A lot of projects, like Miden, are building privacy on Ethereum. How are they doing? What problems are they facing?
Last week, the Ethereum Foundation gave us a snapshot. The PSE — a research and development lab delivering privacy on Ethereum — spoke with 38 projects covering technical and non-technical problems.
Here are the three takeaways:
The Leak Is at the Door
Ten teams flagged deposit/withdrawal privacy leakage as a top problem. The shielded pool works fine. The moment you walk in or out, you're visible. That's an architecture problem, and it's the one that regulators and compliance teams are actually watching.
The privacy industry has been selling the middle of the journey, while ignoring the endpoints (a little like how crypto projects don’t like to discuss security problems at the edges of their architectures.)
Privacy for Whom?
Institutions want confidentiality, not anonymity, and that changes everything. A quiet fault line runs through this research. Retail users want anonymity: i.e. don't tell anyone who I am. Institutions want confidentiality: tell the right people, at the right time, nothing more. Those are different products.
Building for institutional demand risks building the wrong thing at scale, and locking in a version of "privacy" that serves compliance first and users second. Some teams, like Miden, know this. Most, you guessed it, are building for whoever will pay.
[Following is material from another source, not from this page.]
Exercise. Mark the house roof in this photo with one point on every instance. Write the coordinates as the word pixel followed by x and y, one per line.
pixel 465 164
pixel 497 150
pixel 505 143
Built for a Crowd That Hasn't Arrived
The technology is nearly ready but GTM is tough. Six teams reported low demand and no product-market fit. Whales will pay 25–50bps per trade for privacy, but that's a thin slice. Retail won't suffer friction. Institutions say they want it but haven't shown up in size.
My honest read from 38 interviews: the hardest problems in “private transfers” right now (the focus of the research) aren't technical. They're narrative and distribution. This research was supposed to surface engineering bottlenecks. Instead, it raised a go-to-market problem.
Privacy Roundup
Polygon CDK now lets institutions launch private chains where transaction data never touches a public network, via a new validium configuration powered by Succinct that keeps raw data in-house while Ethereum sees only a ZK proof.
TACEO released Confidential x402, a privacy extension to the x402 payment protocol that replaces plain ERC-20 agent-to-agent transfers, over 100M settled to date, with cryptographic commitments hiding amounts and balances.
PSE interviewed 38 teams building private transfers and published the field's biggest blockers: ZK proving cost and speed, DeFi composability, deposit/withdrawal leakage, regulatory uncertainty, and lack of product-market fit.
Starknet launched strkBTC, the first asset built on its STRK20 in-protocol privacy framework — backed 1:1 by BTC, with toggleable public and shielded modes encrypted using STARK proofs.
Galaxy Research published a deep-dive on Ethereum's Strawmap, naming Private L1 as one of five "north stars" guiding development through the end of the decade.
Latest on Miden
Miden co-founder Azeem Khan joined Frank Chaparro on GSR's The Crypto Tape to talk about what Miden is building, the state of the market, and why the old industry playbook is not working anymore.